Right now, you can’t “get rid” of Anne Boleyn except by either romancing her as a man or by romancing the King as a woman. Otherwise, they’re going to marry. (Keeping Catherine as queen is impossible.)

On the other hand, I’m sure it will be quite possible to get ahead of Anne later. :slight_smile:


#204

@jry Checking on your code, there’s a “regionalsupport” variable called in 1524, but that there’s no way to increase beforehand. Is that an artifact of previous plans - did you intend for the national survey in 1522 to open up investment opportunities in 1524?

Also, I don’t like my choice in the More trial being forced by my prior religious convictions (for the record, in this playthrough, I’m moderately Protestant, and have had a turbulent relationship with both Thomases). I defeated the Treason Act, and now I want to protect More so I can kick His Majesty in the teeth again and preserve the power of the nobility and the Magna Carta.

(Ironically, the easiest way to save More is to partly lose the Treason Act, then successfully defend yourself!

Ah, a liiiiitle bug in the romance check in 1525:

It has been a struggle but finally, after a long period of courting, Mary Boleyn proposes to get married in a small chapel.
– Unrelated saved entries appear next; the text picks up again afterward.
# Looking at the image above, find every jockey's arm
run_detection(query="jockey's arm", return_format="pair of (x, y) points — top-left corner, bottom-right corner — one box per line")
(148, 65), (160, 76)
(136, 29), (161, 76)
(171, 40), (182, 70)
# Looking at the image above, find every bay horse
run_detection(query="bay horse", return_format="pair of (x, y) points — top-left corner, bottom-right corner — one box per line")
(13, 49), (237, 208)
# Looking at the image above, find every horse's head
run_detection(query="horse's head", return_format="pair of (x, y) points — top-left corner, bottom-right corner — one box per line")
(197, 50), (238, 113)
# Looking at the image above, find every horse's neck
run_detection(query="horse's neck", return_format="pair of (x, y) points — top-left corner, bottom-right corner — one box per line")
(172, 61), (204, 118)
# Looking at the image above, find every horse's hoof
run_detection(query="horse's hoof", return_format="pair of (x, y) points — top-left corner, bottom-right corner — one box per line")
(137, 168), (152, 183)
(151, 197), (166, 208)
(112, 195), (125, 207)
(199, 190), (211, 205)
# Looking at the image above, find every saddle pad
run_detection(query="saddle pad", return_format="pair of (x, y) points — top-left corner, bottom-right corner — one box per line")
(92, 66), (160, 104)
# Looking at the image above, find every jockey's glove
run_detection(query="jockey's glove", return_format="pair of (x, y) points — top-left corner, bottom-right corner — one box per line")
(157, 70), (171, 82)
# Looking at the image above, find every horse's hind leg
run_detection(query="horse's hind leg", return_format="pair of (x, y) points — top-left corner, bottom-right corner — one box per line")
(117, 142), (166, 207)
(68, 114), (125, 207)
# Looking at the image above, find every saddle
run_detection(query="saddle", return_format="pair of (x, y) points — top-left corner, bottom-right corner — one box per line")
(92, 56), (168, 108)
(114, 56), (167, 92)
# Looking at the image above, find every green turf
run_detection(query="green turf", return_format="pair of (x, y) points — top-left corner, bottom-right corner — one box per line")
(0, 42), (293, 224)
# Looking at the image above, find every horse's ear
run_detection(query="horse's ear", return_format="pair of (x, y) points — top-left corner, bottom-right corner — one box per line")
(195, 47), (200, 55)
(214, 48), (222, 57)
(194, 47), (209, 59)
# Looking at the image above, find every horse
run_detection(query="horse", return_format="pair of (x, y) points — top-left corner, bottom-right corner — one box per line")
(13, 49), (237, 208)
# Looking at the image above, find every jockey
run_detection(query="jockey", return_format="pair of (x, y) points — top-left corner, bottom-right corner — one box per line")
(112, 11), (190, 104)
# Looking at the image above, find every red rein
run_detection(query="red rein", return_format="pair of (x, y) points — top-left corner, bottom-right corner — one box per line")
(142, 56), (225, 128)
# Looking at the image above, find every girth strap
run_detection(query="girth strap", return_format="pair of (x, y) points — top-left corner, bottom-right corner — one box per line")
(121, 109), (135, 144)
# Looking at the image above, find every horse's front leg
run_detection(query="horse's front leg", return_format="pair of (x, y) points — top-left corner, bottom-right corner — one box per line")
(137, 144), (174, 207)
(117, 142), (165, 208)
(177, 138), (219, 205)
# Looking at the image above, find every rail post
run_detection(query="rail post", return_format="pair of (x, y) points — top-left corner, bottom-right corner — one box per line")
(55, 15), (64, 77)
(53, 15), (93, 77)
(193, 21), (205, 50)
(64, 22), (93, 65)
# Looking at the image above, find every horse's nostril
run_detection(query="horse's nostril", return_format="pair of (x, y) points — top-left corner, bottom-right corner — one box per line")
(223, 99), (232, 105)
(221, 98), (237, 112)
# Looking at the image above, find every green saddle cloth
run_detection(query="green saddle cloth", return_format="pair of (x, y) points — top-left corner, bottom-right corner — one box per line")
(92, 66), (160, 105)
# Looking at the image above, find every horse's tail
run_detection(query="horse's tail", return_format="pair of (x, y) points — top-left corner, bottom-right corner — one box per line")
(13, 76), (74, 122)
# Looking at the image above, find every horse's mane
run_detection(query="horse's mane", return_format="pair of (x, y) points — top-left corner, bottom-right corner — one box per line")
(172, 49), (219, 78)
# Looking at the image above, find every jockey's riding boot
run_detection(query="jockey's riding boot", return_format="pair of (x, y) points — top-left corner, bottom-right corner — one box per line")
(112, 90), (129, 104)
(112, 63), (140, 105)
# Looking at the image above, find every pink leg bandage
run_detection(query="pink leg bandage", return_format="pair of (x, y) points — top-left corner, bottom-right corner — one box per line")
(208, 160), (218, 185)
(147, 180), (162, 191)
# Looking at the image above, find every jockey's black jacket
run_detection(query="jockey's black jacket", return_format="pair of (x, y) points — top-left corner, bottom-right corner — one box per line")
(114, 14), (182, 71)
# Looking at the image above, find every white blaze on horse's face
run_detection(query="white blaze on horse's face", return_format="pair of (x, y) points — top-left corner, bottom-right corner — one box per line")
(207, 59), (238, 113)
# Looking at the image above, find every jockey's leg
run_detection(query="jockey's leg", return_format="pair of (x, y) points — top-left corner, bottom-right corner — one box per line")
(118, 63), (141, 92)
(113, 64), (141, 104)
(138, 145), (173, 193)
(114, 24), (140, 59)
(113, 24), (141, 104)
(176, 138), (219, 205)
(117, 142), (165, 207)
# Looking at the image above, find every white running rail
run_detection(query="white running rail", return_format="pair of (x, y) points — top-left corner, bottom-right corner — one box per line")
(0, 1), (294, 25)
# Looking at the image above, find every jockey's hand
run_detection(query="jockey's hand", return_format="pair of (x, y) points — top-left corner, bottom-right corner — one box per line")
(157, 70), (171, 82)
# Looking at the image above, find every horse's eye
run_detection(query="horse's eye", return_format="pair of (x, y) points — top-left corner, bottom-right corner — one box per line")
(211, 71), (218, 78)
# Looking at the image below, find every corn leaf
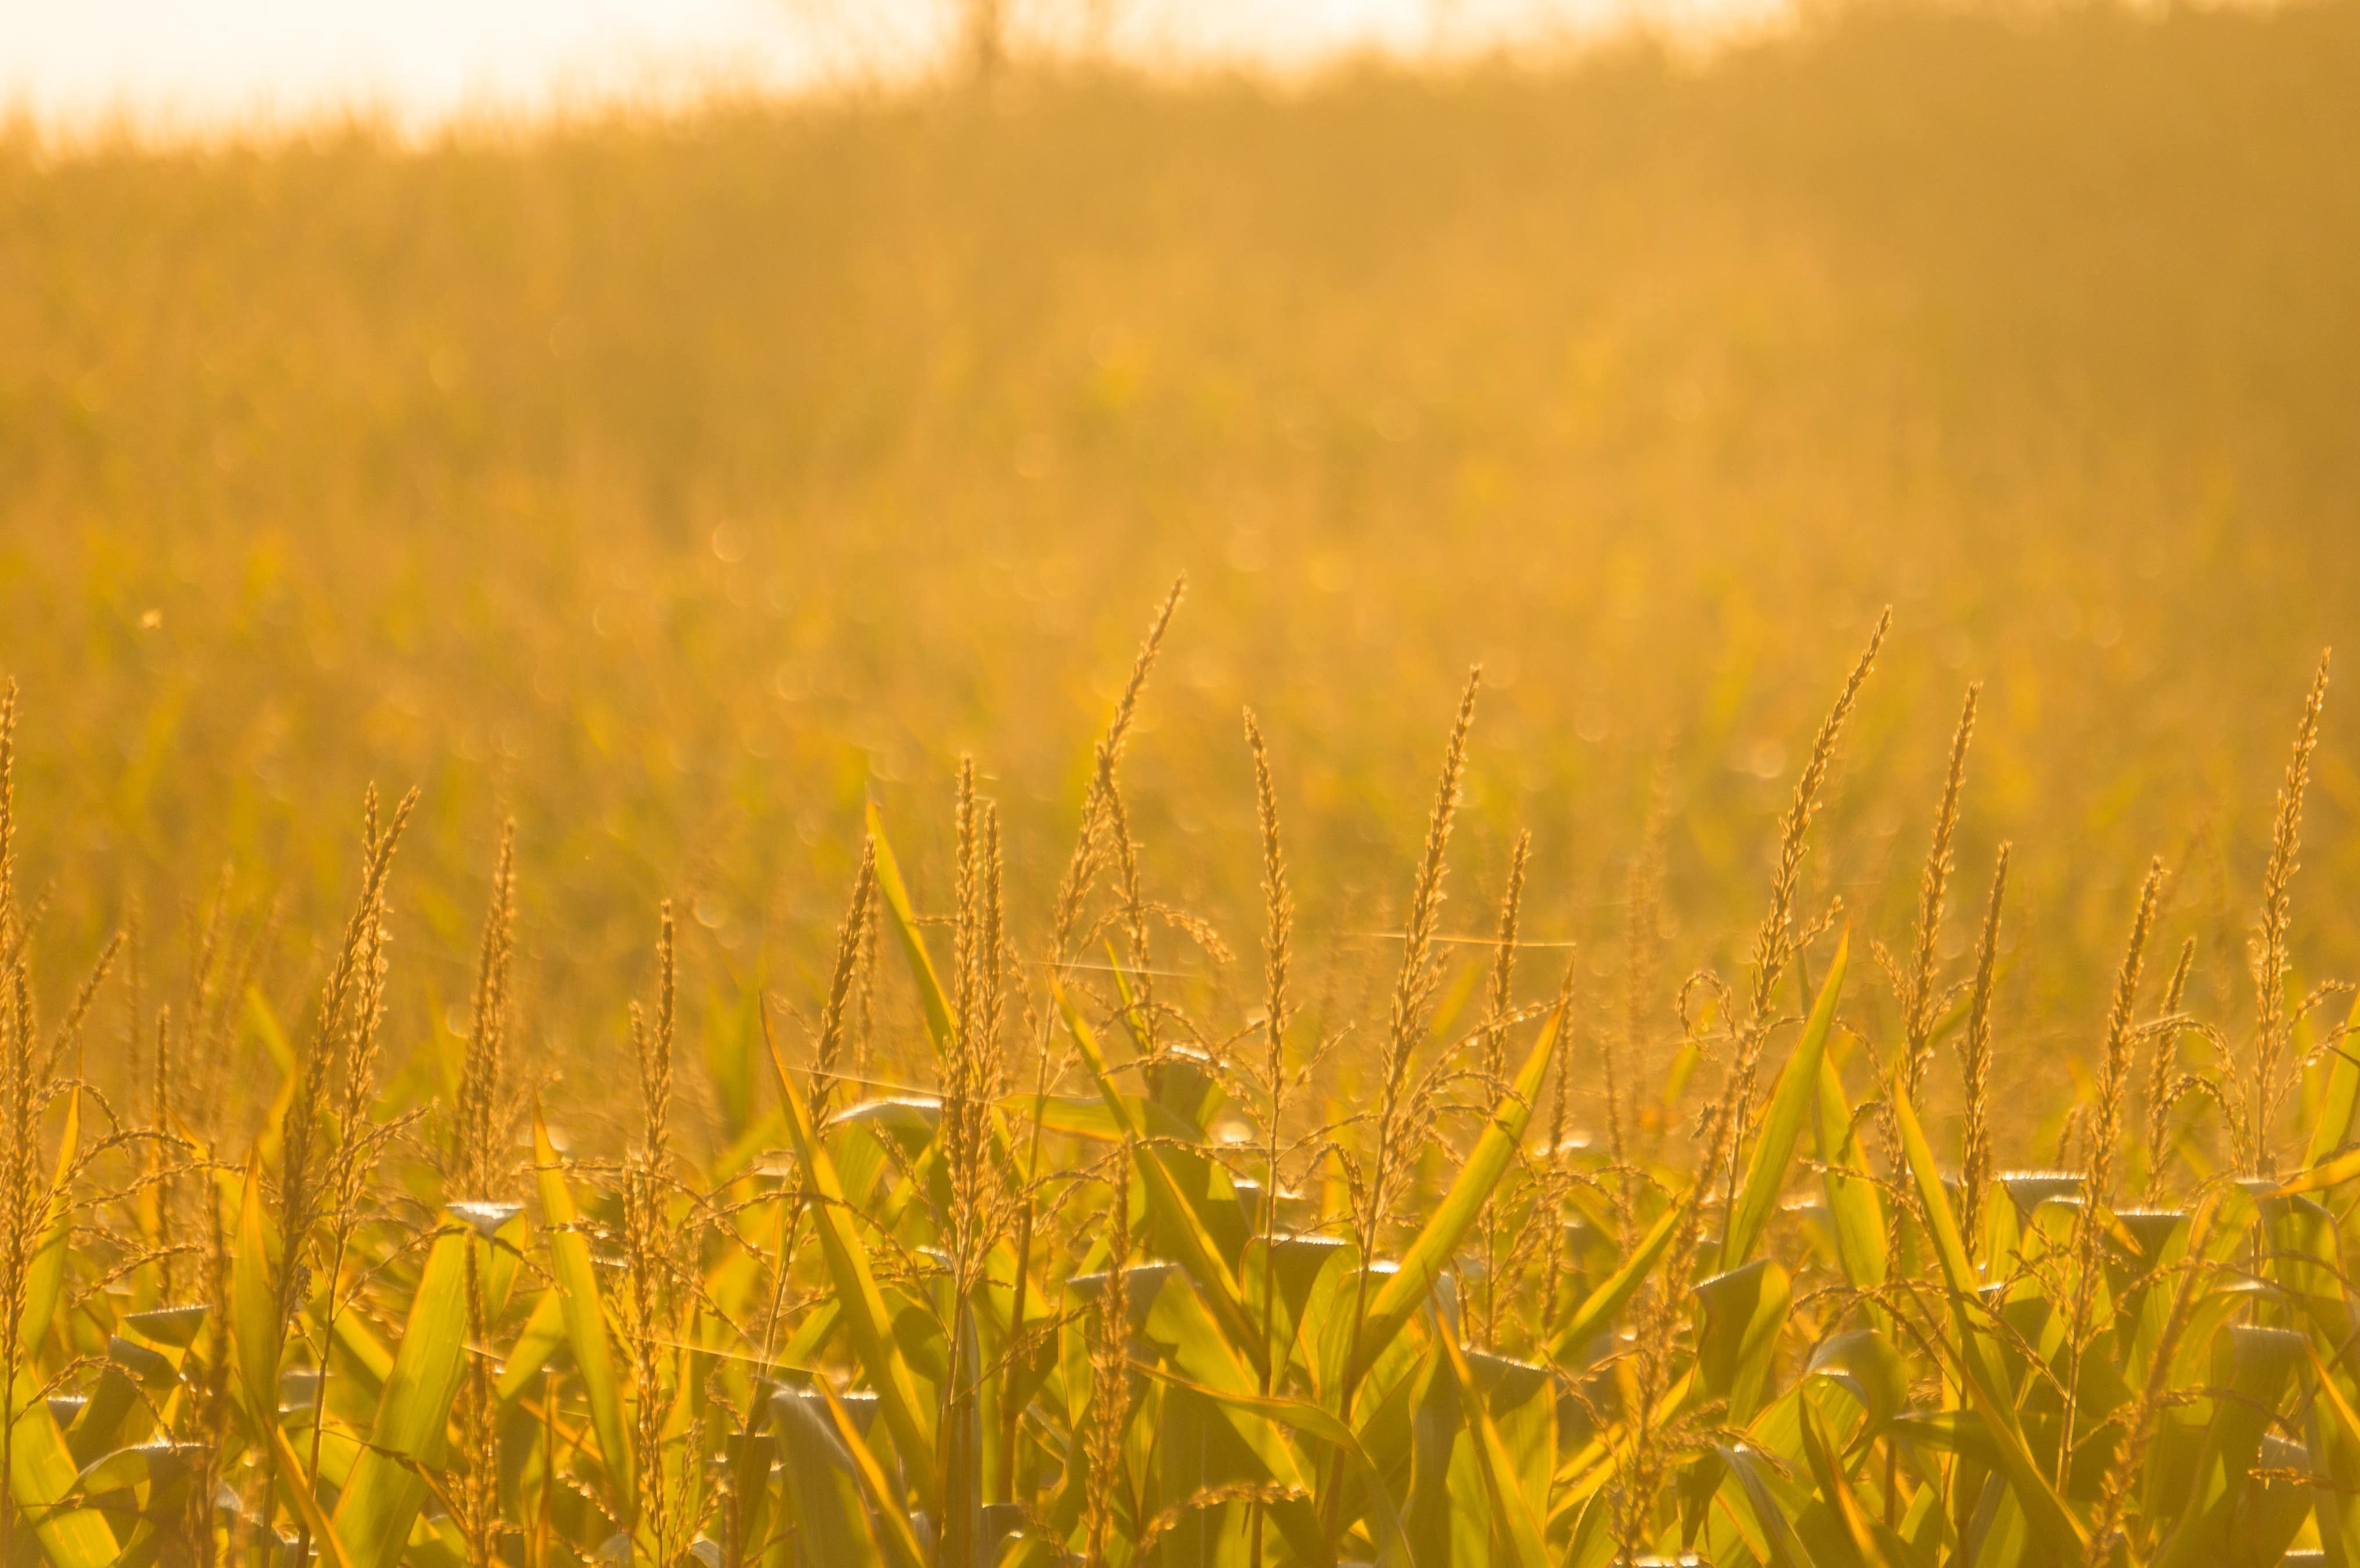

You have to overcome a few barriers from your families and some political encumbrances, but over time, you surmount them.

Marriage of Joan of Rutland to Mary Boleyn

Ah…how modern. :slight_smile:

And I’m not quite getting what your intent for the “law” variable is. Is it intended to represent involvement with the Justices of the Peace?


#205

I believe that I have spotted an error in the game. Despite Anne Boleyn and the MC being married, King Henry VIII becomes married to Anne Boleyn later in the game.